Encontrar um bom porta-voz é como achar agulha num palheiro. É muito, muito raro localizar um profissional que cumpra bem esse papel. Penso aqui na figura do porta-voz em um sentido mais amplo que o convencional. Incluo aí todas as pessoas e profissionais que se expressam em público em nome de alguma instituição ou em seu próprio nome. Ou seja, não falo aqui do porta-voz da Presidência da República ou de qualquer outra instituição.
A intenção aqui é falar de pessoas e profissionais cuja atuação envolve frequente exposição pública através de texto, voz, vídeo. Isto posto, vamos ao que interessa.
O que se vê hoje no país é uma cenário de ruínas. Políticos de todos os partidos, empresários, atletas profissionais, intelectuais, influenciadores digitais: poucos entre eles conseguem dar o seu recado de forma clara, objetiva, deixando transparecer sinceridade e empatia com pessoas ou causas.
O máximo a que políticos profissionais conseguem alcançar é falar de forma clara sobre determinado assunto ou pauta. Essa clareza é, no entanto, rotineiramente acompanhada por linguagem corporal e fisionômica que contrasta ou mesmo desmente o discurso oficial. O discurso diz o que o corpo desmente.
Já muitos intelectuais escondem sentimentos e emoções por trás de uma armadura imaginária com a possível expectativa de que isso lhes confira um ar de imparcialidade e rigor técnico. Terminam, na verdade, por gerar um discurso complexo, frio, insosso e de difícil compreensão para o comum dos mortais.
Nada há de muito diferente com empresários e porta-vozes de empresas. Com as exceções memoráveis que confirmam a regra, a maioria não faz bom uso da expressão corporal e facial. Eles dizem alguma coisa e fragilizam esse conteúdo mostrando postura distante ou mesmo concorrente em relação ao texto oficial.
Quem se destaca um pouco mais nesse cenário aterrador são os profissionais mais independentes, que nem sempre representam diretamente instituições, partidos, empresas. Nesse rol entram alguns poucos atores, influenciadores digitais, youtubers, jornalistas. Talvez por conta da própria atividade profissional, que exige delas treinamento para apresentações em público, essas pessoas conseguem estabelecer um elo mais harmônico entre o discurso e o gesto, a fala e o corpo, o verbo e a expressão facial.

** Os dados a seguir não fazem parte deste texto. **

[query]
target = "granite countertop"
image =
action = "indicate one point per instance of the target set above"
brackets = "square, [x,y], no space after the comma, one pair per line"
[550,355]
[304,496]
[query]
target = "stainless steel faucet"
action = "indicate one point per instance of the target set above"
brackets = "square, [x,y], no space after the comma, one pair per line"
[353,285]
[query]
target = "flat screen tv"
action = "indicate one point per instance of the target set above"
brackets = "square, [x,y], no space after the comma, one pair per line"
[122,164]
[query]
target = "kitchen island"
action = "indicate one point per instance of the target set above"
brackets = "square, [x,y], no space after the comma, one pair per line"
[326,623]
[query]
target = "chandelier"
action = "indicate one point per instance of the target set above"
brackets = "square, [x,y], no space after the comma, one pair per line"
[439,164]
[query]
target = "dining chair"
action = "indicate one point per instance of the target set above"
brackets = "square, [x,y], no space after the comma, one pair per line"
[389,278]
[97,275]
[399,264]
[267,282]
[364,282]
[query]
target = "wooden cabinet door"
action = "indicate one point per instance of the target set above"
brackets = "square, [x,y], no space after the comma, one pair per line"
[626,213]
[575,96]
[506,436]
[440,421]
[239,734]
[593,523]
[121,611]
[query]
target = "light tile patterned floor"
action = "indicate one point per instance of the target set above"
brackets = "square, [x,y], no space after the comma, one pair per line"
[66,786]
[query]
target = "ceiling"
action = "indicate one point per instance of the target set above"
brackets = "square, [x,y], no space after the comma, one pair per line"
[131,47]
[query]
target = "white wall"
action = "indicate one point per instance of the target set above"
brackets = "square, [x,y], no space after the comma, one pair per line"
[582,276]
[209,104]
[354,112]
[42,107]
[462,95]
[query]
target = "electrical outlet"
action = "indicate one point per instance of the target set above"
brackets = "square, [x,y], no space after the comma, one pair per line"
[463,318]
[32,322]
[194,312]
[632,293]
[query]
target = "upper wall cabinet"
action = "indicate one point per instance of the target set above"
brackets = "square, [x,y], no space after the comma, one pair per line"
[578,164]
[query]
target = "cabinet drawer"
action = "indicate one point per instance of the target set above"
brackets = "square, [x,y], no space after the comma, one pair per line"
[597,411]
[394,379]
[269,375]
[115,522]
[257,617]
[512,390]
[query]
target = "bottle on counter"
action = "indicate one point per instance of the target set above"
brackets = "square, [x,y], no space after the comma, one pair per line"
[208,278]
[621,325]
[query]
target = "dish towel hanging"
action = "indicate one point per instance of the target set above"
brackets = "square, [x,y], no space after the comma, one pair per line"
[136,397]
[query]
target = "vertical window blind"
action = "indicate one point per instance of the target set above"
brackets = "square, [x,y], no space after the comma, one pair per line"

Destacaria entre eles o nome do carioca Felipe Neto (@felipeneto), 31 anos, como bom exemplo de personagem que mostra, para os seus mais de 36 milhões de assinantes no YouTube, sintonia entre o que está presente no discurso e o que é revelado na expressão facial. Ele faz um discurso coerente, claro, direto, racional e, ao mesmo tempo, transmite empatia, humor e sinceridade. Não é preciso concordar com ele. Mas é surpreendente ver a sua performance, inteligência e autenticidade.
Um bom exemplo da presença pública de Felipe Neto é esta entrevista ao jornal Valor Econômico no dia 15 de setembro deste ano, em que ele revela clareza, coerência e agilidade mental para abordar temas políticos áridos e polêmicos.
Outro destaque é Pedro Aihara, porta-voz do Corpo de Bombeiros durante a tragédia da Vale em Brumadinho (MG). Aos 26 anos, Aihara prestou relevantes serviços à sociedade, transmitindo com clareza e empatia informações claras e objetivas sobre tema tão difícil e doloroso.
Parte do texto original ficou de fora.